Wann gilt Doppelbesteuerungspflicht?
Fragestellung
Ein Bekannter von mir (türkischer Staatsbürger, lebt seit über 30 Jahren in Deutschland und auch voll steuerpflichtig) hat im Jahr 2002 ein Grundstück in der Türkei erworben. Das Grundstück wurde Anfang 2015 mit Gewinn veräußert. Die Zahlung erfolgte per Banküberweisung auf sein Konto bei einer türkischen Bank in der Türkei. Das Grundstück wurde nicht bewirtschaftet und folglich gab es keine Einnahmen.
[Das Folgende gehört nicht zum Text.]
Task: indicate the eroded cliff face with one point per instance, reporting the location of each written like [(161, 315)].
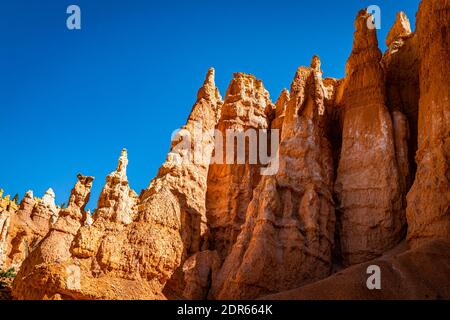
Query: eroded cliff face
[(368, 186), (133, 246), (23, 226), (429, 199), (349, 152), (230, 184), (289, 223)]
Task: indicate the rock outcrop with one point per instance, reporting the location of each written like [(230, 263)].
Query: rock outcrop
[(129, 252), (359, 175), (368, 187), (428, 209), (26, 225), (231, 184), (289, 224), (417, 274)]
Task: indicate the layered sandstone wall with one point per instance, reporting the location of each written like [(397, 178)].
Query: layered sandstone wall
[(349, 151)]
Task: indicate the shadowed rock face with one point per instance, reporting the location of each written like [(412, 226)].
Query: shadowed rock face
[(349, 152), (230, 186), (289, 224), (133, 246)]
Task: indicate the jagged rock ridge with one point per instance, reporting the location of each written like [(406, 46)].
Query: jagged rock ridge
[(349, 152)]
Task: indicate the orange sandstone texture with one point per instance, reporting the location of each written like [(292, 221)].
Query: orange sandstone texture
[(368, 183), (349, 152)]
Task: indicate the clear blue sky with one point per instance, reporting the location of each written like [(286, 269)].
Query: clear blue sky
[(70, 100)]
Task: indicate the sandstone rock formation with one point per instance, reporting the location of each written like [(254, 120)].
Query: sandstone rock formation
[(368, 186), (124, 253), (25, 226), (428, 209), (417, 274), (117, 201), (214, 224), (289, 224), (231, 184)]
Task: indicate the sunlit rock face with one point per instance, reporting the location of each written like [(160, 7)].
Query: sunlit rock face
[(368, 183), (428, 209)]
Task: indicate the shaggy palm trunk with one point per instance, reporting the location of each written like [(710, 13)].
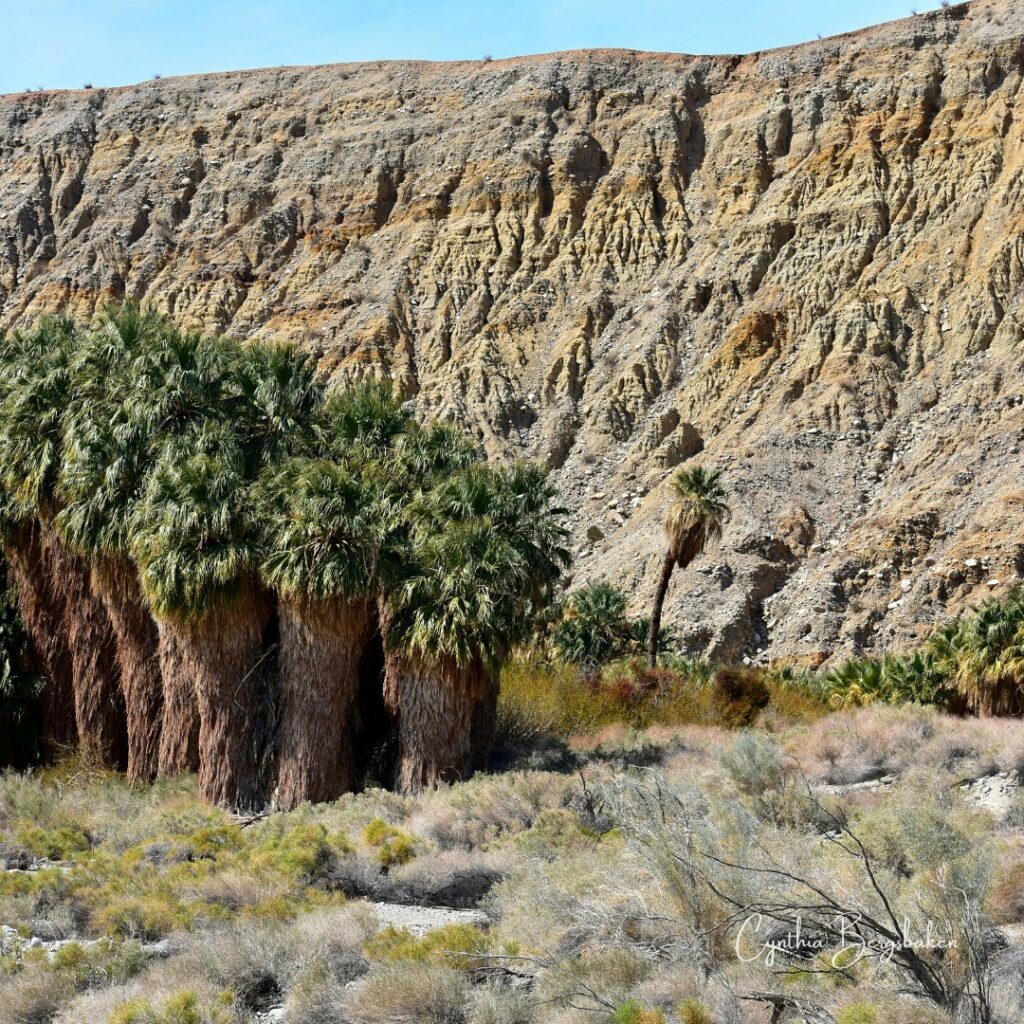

Der Veräußerungsgewinn ist in der Türkei steuerfrei, da die Haltefrist 5 Jahre beträgt und die Veräußerung nach Ablauf dieser Frist erfolgte.
Nun möchte er den Erlös aus dem Verkauf für den Erwerb einer Immobilie in Deutschland verwenden. Der neuerliche Erwerb soll durch eine noch zu gründende GmbH, deren einziger Anteilseigner und Geschäftsführer er sein soll, erfolgen. Nach dem Erwerb wird das Finanzamt möglicherweise Auskunft über die Mittelherkunft verlangen. Im Übrigen ist er in geordneten finanziellen Verhältnissen und seit 2007 im Besitz einer selbst bewohnten Immobilie.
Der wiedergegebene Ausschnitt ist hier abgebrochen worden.